Ann, do you have any tips on labeling the areas in your waffle chart? I see that you do some labeling through the title.
You could use overlaid text boxes with “No fill” to make them transparent and a formula that drives the label – something like
=A1&” of “&”A2&”people agreed that they wanted to share their own story”
You would need to have that in a cell, and the formula in the text box being just a cell reference, and you wouldn’t be able to replicate Ann’s mid-sentence format change (without going to multiple text boxes), but it would be dynamic.
Ann – that beginner / intermediate / advanced split is interesting personally, as my perception is different, probably due to my own preconceptions!
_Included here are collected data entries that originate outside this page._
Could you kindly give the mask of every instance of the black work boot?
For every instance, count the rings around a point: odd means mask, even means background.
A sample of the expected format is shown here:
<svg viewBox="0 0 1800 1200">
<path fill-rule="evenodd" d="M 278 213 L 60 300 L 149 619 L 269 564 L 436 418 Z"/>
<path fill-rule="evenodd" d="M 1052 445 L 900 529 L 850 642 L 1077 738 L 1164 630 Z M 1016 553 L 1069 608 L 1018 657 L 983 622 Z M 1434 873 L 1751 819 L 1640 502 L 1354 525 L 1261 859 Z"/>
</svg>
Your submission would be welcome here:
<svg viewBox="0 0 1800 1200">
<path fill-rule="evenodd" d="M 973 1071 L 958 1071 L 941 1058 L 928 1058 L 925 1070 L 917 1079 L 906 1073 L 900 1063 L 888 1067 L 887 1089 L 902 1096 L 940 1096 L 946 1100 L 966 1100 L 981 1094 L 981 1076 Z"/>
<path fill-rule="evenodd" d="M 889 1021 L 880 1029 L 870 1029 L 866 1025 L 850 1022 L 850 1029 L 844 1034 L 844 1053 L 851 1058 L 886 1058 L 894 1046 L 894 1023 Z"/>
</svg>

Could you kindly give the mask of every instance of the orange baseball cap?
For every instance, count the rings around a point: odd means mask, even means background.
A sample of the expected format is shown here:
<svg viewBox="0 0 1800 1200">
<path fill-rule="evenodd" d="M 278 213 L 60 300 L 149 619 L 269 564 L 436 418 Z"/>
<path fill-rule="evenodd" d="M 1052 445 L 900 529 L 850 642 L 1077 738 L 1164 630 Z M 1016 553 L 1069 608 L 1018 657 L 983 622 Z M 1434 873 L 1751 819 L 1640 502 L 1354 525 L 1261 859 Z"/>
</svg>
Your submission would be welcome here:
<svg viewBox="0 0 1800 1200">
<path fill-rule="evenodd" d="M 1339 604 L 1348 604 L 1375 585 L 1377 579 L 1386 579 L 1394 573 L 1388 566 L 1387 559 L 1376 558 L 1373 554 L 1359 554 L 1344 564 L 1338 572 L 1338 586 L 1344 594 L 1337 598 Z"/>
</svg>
I might write something up and send it across (I’m no blogger) if I get a chance.
Here’s a real-life example of waffle charts: https://www.bloomberg.com/news/articles/2017-10-17/smartphones-are-killing-americans-but-nobody-s-counting Scroll down to the “Fewer Than One in Seventy Road Fatalities Are Officially Linked to Cell Phone Use” section. I’ve got more examples at http://annkemery.com/portfolio/waffle/ to inspire you, too.
A detailed Explanation of a Waffle Chart. Many a times i don’t see people preferring waffle charts though its a good way of data representation.
Thank you for imparting knowledge, this will really help me a lot when presenting data. I am not sure if I overlooked it or something, however, can you share with us the steps how to create a 3-product waffle chart? Thank you.
You can copy and paste your original chart… make a few tweaks… and then “group” all the charts together for an easy transfer from Excel into another program like Word or PowerPoint. Much faster than starting from scratch!